Aku yang ahli berpura-pura, atau kamu yang terlalu ahli menanamkan luka? Rupanya bepura-pura tak semudah yang kukira. Kusuruh hati menyabarkan diri, meski dengan cara itu juga ia melukai. Menurut teoriku, bicara takkan membuat semuanya jadi lebih tertata. Jika teori itu salah, anggaplah pikiran ini sedang berulah. Pilihanku sepertinya hanya ada dua, pilih luka dengan menutup mata berpura tidak ada apa-apa atau luka dengan membeberkan semuanya? Tidak ada yang bisa memprediksi apa yang akan terjadi nanti.
Aku tak mau menyebut ini perasaan rahasia, meski memang ada hatiku yang diam-diam telah tersia-sia. Selalu kuingat satu hal, kita akan diberikan yang terbaik jika kita memberi yang terbaik pula. Namun, tak pernah ada peringatan bahwa memberi yang terbaik juga termasuk mengorbankan rasa. Ingin kuyakini ini hanya sementara, dan Tuhan tak mungkin memberi kesusahan jika aku tak cukup kuat menerima. Maka biar rasa ini kutelan pelan-pelan. Biar sedih ini aku saja yang merasakan, sebab luka tak semestinya kubagi-bagikan.
Bukankah sebagian daripada hidup ini adalah sandiwara? Dan untuk kali ini, akulah sang pemeran utama. Ada sedih yang kupendam rapat-rapat.
Ada pedih yang kugenggam erat-erat. Hingga mereka pikir aku adalah sosok yang kuat. Nyatanya tidak. Ada sesuatu di dalam aku yang perlahan-lahan mulai runtuh. Ada sesuatu di dalam aku yang perlahan-lahan mulai meretak, dan mungkin sebentar lagi akan hancur. Ada sakit hati yang tertahan, dan entah kapan akan tersalurkan.
Di layar kaca penuh pura-pura ini tersusun skenarioku tersenyum bahagia. Diantara tak rela juga tak tega. Aku sudah terbiasa menahan tangis sambil tersenyum manis. Kamu tidak pernah tahu bukan? Kuharap ada polisi rasa yang bisa memborgol metode pura-pura itu ke penjara. Suruhlah para polisi itu menahannya, agar jangan aku lagi yang jadi tahanannya.

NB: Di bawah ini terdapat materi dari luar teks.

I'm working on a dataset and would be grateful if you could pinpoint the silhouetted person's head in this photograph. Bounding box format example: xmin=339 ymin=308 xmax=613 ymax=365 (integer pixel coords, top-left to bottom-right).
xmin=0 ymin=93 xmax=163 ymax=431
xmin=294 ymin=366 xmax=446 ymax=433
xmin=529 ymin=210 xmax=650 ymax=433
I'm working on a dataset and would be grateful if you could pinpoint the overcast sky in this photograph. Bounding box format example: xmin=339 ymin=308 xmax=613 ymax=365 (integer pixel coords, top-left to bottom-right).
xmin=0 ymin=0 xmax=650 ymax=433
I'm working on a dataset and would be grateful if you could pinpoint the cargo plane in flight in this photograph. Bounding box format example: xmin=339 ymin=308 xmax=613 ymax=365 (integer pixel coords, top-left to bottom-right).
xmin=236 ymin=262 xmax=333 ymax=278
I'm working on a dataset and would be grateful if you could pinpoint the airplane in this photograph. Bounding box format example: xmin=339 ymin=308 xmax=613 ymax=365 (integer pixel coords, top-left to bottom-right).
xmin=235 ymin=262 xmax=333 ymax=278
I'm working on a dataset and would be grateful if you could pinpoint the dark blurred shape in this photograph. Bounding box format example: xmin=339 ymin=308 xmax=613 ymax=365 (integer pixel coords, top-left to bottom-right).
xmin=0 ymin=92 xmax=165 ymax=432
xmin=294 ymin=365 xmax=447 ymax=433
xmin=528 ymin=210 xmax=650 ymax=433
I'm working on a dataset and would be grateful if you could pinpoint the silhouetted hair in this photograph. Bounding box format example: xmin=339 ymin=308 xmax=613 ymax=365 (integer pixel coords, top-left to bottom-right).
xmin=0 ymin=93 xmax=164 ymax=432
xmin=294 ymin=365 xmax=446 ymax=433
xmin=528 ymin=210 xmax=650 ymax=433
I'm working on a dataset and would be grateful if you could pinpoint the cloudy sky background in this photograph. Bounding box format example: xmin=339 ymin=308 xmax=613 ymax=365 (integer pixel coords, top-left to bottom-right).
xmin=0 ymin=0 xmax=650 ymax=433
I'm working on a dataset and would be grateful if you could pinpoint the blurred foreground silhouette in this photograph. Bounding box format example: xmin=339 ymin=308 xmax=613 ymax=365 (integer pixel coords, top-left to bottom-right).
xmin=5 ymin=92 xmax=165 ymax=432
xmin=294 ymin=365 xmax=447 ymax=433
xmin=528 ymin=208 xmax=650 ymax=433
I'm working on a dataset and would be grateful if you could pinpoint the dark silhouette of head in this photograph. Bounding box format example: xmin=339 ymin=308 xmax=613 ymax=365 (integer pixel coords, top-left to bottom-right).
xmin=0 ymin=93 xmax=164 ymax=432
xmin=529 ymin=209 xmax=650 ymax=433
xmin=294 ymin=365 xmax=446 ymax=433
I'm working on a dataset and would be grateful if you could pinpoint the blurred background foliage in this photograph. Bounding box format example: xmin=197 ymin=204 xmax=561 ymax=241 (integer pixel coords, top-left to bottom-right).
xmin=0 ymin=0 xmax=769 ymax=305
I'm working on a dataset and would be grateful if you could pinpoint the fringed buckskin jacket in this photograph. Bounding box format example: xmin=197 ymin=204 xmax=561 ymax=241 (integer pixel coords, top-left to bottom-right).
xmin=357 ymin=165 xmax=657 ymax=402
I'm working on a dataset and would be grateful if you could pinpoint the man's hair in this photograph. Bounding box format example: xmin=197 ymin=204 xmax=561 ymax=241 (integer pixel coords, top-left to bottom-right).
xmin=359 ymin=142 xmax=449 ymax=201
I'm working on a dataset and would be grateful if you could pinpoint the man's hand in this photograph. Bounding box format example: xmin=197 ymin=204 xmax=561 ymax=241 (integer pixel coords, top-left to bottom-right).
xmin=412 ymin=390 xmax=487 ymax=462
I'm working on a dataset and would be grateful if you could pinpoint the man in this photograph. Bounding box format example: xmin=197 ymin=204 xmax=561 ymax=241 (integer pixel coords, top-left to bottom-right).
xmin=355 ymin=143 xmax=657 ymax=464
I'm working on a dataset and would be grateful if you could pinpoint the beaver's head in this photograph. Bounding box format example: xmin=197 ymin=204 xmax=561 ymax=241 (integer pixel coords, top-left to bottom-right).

Agar tiada lagi yang menaruh diam sebagai salah satunya alasan luka bisa diredam. Agar raja terego sedunia bernama pura-pura saja yang tenggelam. Aku tak pernah menyangka bahwa tak perlu banyak belajar untuk menjadi aktor sandiwara. Cukup beri betubi-tubi luka, dengan kesabaran sebagai topengnya. Lalu dialog meyakinkan dan senyum selebar-lebarnya. Bukan bermaksud menjadi yang palsu dihadapanmu.
Hanya saja, aku terlalu takut menemui kenyataan yang tak sesuai inginku. Sebab bukan tak mungkin ketika nanti kamu tahu hatiku luka dan aku berharap kamu datang mengobati, nyatanya kamu hanya menertawai.
Entah sudah seberapa berat beban yang harus kupikul, namun dalam membungkusnya dengan topeng bahagia aku tampak paling unggul. Entah sudah berapa tetes air mata yang seharusnya kutahan, namun aku paling piawai dalam mengekspresikannya dengan senyuman. Tidak semuanya tahu bahwa ada isak yang kuendap dalam diam. Karena ketika mereka tahu pun, belum tentu mereka peduli. Hanya kepada Sang Maha, tangisku tercurah tanpa sandiwara. Dan hanya kepada-Nya, aku tahu bahwa pura-puraku hanyalah sia-sia.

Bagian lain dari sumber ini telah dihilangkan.